We are so lucky that we can stand for public office. Although I am privileged to be the first woman to have been elected as the MP for Southend West, I am not the first female MP for Southend. Of course, Lady Iveagh represented that seat between 1927 and 1935, so I have a proud tradition behind me. We have so much further to go, as we all know. Just 31% of MPs are women, and since 1918, more than 100 years ago, only 561 women—not even an entire Parliament—have been elected. I say to any women who are thinking of coming into public office, particularly if they are in Southend West: “I want to hear from you, and I would be delighted to speak to you.”
I am delighted that in Southend West, we have plenty of women putting themselves forward for election in May. I wish the very best of luck to Councillor Meg Davidson, Councillor Lesley Salter and—we hope—soon-to-be councillor, Cheryll Gardiner. I will be on the streets of Southend knocking on doors to support them, supported by the indefatigable deputy chairman Judith Suttling, who is still pounding the streets in her 80s and setting me a daunting and energetic example.
I will use the time that I have to celebrate the incredible work that women do in my Southend West community. I, alongside our local paper, the Southend Echo, will soon launch a new community champion scheme in Southend to highlight our unsung and hidden heroes. The first hero is not unsung or hidden, however. She will be none other than our one and only Jill Allen-King OBE, who has spent her life standing up for people who live with blindness and visual impairments.
For those who do not know Jill’s story, she lost her sight on her wedding day, aged just 24. Instead of collapsing in a well of despair, she got out there and has spent her entire life bringing to our community things that we now take for granted. Tactile paving—the little bumps on the pavement that we all see whenever we cross the road—is down to Jill Allen-King, as are the wheelchair-level buttons in buses, and she has done lots to get access to public spaces for therapy dogs. She has attracted the attention of well-known names, including Paul O’Grady and Michael Ball. Of course, she has her OBE, but this year, she has the Pride of Britain lifetime achievement award. Despite her blindness, she has been busy teaching Ashley Banjo from Diversity to do the cha-cha-cha.
Just to demonstrate that I have been around for a time, in 1986, when I became the junior Transport Minister, with responsibility for mobility for disabled people, Jill Allen-King took me for a walk around Westminster, helped to put in the first tactile surfaces just outside the Palace of Westminster, and gave much other good advice. Please give her my best wishes.
I thank my hon. Friend—I will absolutely pass that on.

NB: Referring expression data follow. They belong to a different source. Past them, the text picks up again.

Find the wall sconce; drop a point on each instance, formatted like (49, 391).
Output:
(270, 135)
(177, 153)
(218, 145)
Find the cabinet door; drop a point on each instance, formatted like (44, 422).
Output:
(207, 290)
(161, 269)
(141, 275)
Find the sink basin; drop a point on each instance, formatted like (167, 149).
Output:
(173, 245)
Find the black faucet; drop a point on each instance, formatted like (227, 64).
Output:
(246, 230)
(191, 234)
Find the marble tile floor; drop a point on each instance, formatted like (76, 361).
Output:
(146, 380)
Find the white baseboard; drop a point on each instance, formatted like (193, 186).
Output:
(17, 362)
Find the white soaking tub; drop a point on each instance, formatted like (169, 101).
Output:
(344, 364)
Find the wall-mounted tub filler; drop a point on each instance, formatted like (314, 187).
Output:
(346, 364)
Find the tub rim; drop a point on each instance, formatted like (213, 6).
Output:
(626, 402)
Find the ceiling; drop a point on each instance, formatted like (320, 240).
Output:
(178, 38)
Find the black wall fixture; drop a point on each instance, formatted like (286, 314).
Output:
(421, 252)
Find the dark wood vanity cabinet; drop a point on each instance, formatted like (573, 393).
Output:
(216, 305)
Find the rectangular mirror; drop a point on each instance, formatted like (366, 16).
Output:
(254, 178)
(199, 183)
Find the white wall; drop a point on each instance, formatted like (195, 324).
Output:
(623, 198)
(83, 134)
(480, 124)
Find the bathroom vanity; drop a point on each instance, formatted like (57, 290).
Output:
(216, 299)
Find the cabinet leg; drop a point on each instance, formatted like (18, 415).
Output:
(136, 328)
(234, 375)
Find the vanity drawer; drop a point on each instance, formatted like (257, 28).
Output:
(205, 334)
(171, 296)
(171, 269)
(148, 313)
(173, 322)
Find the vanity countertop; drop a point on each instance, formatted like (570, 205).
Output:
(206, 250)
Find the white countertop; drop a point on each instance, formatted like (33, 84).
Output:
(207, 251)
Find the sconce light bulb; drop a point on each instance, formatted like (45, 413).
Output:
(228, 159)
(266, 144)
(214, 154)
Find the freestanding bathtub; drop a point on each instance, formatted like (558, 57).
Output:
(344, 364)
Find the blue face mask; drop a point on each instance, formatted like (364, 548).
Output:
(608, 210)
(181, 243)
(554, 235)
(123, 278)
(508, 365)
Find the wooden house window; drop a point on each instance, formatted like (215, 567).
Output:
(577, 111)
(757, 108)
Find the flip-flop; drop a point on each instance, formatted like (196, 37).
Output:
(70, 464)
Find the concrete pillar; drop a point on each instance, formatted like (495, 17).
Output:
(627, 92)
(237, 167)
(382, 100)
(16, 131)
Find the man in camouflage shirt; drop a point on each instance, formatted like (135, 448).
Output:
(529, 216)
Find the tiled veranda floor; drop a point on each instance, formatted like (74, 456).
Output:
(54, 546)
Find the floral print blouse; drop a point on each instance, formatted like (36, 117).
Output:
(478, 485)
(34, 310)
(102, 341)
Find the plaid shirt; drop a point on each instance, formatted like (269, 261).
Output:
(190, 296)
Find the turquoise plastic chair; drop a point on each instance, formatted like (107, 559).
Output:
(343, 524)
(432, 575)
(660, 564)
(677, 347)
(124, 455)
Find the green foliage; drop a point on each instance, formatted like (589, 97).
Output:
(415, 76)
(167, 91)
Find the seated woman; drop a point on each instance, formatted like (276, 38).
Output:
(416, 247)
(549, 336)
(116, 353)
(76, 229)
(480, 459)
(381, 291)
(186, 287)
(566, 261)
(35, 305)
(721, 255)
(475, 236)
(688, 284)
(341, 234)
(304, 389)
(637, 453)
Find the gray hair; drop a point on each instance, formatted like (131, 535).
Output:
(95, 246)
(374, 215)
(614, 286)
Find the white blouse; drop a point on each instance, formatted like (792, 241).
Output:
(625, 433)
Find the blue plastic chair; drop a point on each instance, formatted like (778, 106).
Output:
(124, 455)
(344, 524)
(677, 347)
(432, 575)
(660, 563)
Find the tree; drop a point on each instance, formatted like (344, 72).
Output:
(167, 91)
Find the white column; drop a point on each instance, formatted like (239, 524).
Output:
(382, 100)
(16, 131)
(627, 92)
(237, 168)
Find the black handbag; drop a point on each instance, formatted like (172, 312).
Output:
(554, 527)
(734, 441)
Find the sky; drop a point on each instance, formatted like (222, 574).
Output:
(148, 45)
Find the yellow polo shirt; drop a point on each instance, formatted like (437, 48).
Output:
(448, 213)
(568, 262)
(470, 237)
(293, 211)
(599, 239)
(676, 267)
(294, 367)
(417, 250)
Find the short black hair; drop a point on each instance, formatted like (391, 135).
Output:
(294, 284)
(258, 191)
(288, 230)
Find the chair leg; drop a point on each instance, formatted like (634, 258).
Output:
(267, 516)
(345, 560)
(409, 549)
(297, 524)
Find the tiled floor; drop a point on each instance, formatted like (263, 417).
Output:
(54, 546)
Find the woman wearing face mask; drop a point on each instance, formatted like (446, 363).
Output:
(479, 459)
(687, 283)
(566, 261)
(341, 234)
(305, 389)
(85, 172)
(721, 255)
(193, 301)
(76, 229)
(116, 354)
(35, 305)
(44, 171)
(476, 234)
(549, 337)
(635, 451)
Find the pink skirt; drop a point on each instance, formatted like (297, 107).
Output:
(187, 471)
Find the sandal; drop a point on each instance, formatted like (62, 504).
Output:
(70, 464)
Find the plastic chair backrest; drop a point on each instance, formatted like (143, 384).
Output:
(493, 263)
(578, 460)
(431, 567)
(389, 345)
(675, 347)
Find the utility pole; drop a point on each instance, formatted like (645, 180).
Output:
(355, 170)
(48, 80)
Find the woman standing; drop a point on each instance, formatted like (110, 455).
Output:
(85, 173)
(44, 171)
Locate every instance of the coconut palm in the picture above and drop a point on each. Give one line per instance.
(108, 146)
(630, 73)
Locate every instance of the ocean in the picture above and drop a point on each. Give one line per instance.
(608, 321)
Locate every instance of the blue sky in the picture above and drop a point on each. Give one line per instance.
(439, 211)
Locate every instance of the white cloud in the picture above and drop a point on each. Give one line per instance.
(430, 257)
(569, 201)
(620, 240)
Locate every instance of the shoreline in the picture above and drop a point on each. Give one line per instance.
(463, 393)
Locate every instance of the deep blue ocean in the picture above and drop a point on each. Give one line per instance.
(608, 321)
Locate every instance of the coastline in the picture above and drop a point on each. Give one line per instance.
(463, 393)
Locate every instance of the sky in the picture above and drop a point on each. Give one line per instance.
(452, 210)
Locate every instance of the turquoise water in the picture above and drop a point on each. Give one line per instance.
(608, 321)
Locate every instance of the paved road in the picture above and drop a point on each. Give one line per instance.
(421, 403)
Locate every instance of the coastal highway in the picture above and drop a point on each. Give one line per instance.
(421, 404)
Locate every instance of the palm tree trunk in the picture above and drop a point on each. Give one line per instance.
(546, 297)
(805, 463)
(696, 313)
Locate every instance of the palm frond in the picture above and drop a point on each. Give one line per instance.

There are so many wonderful women in Southend West whom I want to celebrate, so—in great Sir David fashion— I will now rattle through a whole list. First, the incredible Riz Awan at Citizens Advice Southend is a support for so many people across our community. She took over as chief executive as the covid pandemic was starting, and she kept the centre open to assist people in one of the most difficult of times. Also at Citizens Advice Southend is the award-winning Emily Coombes, who was recognised as a rising star by the Young Energy Professionals.
I pay tribute to Jackie Mullan, chief executive officer of the SEN Trust Southend. Jackie set up that amazing organisation to support people with learning difficulties throughout our local community, and she is a huge inspiration. I would also like to mention Rachael, a constituent of mine who came to see me in this place only a few weeks ago. She has led an amazing battle to raise awareness of functional neurological disorder.
We also have great role models in our Southend schools. Thirteen of our headteachers are women, showing that woman can, of course, take on such positions of responsibility and leadership.